At least I can dress Ward up as a pirate for Halloween to distract myself from the annoyance of having to deal with the stupid divorce. Isn't he dapper?
He's quite charming as a pirate, I must say. Especially because he's so fat that the costume barely fits over him. Such a fatty-cakes.
And for whatever reason, Hubert seems to have a thing for towels. I don't get it. But, whatever, I guess, if it makes him happy, go for it. Just stick to the dirty towels, not the clean ones. I don't want to try to dry off with a cat-hair-covered towel.
And next week, I'm up for trial. Weeeee!!! It's a misdemeanor case, so it should be easier than my recent trials--usually the misdemeanors are much less complicated of cases than the felony cases. And I'm on a record-breaking pace with my trials. Next week's trial will be #9 for the year. I'm a trial machine.

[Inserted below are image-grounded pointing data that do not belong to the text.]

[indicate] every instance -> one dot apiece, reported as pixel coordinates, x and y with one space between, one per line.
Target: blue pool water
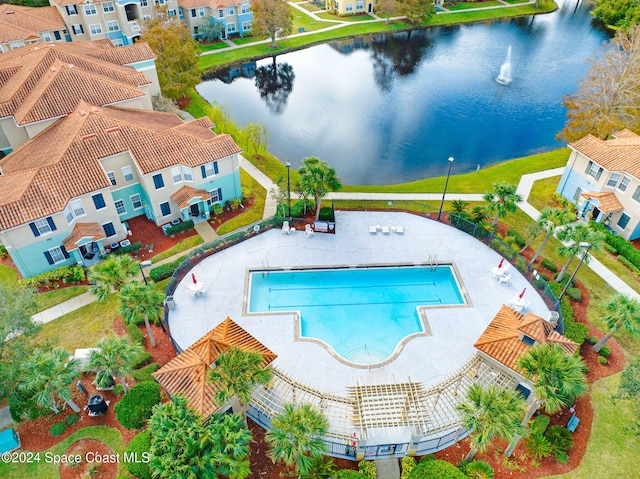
362 313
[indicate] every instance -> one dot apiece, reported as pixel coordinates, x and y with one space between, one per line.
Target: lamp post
586 247
445 187
288 165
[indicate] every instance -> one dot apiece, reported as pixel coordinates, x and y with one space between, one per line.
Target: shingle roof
187 373
22 71
622 153
22 23
502 338
63 160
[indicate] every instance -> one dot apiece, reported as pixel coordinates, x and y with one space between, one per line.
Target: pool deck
427 359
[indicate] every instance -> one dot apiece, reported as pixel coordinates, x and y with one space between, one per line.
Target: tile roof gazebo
187 373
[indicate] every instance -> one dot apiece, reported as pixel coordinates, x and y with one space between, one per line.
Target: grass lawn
43 469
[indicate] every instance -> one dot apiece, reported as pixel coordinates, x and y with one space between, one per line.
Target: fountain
504 78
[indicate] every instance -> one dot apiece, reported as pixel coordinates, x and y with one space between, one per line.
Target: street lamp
586 247
288 165
445 187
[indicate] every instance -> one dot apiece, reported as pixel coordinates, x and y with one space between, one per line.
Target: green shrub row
179 228
68 274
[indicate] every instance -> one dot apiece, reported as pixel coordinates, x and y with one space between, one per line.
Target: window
624 220
613 180
42 226
98 201
158 181
136 201
127 173
109 230
56 255
209 169
593 170
624 183
120 207
165 209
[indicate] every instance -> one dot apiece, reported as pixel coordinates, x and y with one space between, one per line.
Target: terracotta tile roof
622 153
83 230
65 157
187 373
22 23
608 201
502 338
23 69
186 194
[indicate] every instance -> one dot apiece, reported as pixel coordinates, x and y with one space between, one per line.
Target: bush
145 373
550 265
71 419
58 429
135 407
139 444
368 469
436 469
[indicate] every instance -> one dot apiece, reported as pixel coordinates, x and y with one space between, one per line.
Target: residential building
44 82
66 194
603 178
22 26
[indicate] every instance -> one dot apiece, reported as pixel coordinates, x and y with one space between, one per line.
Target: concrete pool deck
426 359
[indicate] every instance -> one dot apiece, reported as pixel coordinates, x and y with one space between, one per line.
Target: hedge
135 407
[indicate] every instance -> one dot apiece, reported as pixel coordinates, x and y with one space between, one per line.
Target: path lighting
141 264
288 165
586 247
445 187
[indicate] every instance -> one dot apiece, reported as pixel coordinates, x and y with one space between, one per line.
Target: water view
392 108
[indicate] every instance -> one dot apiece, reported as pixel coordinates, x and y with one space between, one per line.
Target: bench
573 423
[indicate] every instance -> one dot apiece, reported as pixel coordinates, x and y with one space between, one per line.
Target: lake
393 108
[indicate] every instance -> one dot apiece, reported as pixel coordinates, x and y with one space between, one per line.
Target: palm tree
502 199
624 313
236 373
317 179
141 302
115 356
550 220
576 236
111 274
558 379
296 436
490 413
45 379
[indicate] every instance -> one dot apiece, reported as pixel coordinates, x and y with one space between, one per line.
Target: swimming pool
362 313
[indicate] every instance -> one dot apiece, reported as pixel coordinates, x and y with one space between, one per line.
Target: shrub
368 469
58 429
550 265
71 419
139 444
135 407
145 373
407 463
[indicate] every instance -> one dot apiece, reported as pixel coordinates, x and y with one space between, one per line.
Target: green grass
178 248
255 213
57 296
44 469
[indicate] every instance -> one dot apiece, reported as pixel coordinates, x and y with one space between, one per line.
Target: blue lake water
359 312
392 108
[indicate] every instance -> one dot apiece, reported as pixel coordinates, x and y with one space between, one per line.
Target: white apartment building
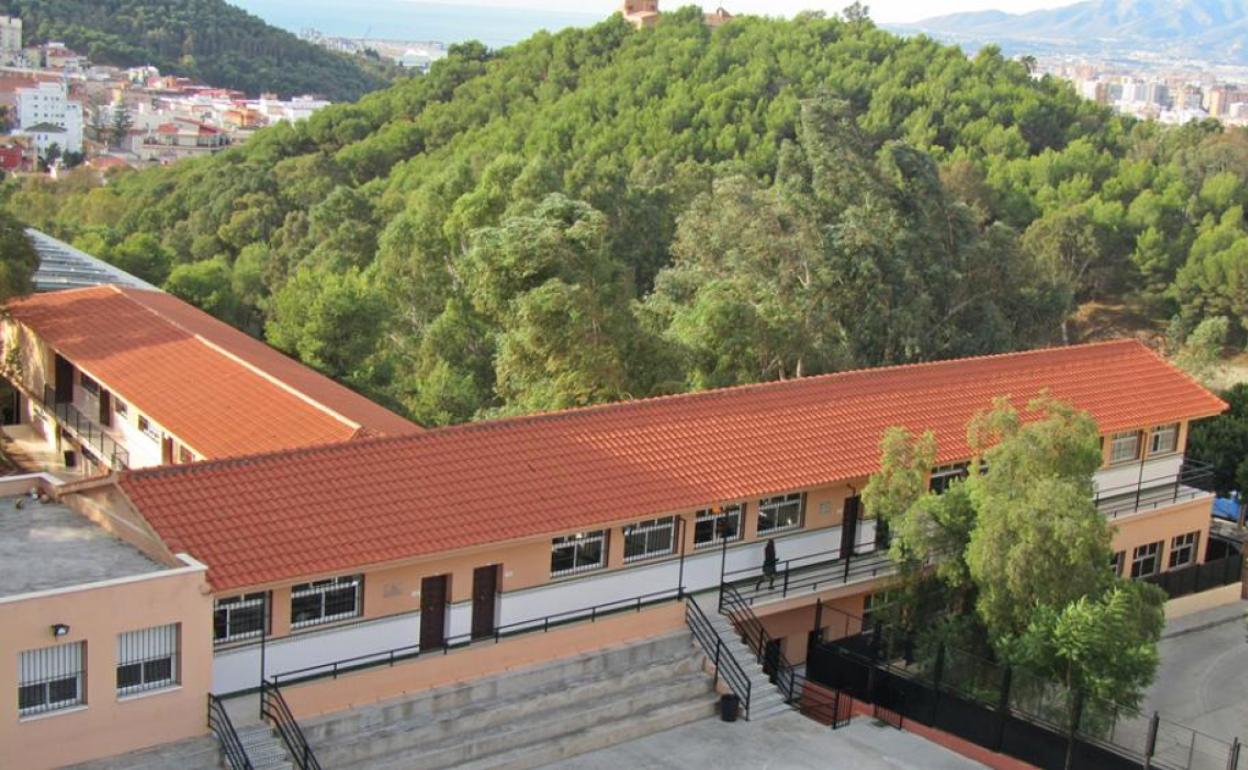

In other work-related news, I have had a couple of funny encounters recently with my prosecutorial counterparts. Here's the summary of these, so you all can giggle along, too.
Me: Hi, we have [Client's Name] on for a hearing today. I'm wondering if there's an offer for the file.
Prosecutor (pulls a piece of paper out of his file and studies it for a minute): Hmmm...well, looks like I wrote one out ahead of time. I must have been on drugs when I wrote this. Here you go.
(The offer was really, really good for my client.)
Message left on my voicemail by one of the prosecutors I get along with really well: (For reference, my office voicemail message asks callers to spell their first and last names and to provide their case number if possible and in Minnesota, court file numbers for criminal cases are ##-CR-##-#####)
Hello, this is [Prosecutor's Name]. That's spelled [gives spelling]. My case number is (muffled laughter)...ahhh, I can't even do it with a straight face...(giggling)...my case number is 99-CR-F-U-C-K...(giggling) Y-O-U. I need you to call me right away to discuss my case because I'm completely innocent and this is totally a set-up. Thanks.
I'm probably going to have to record that permanently, just so I can listen to it and laugh when I'm having a crappy day. Sometimes, my job is freaking hilarious.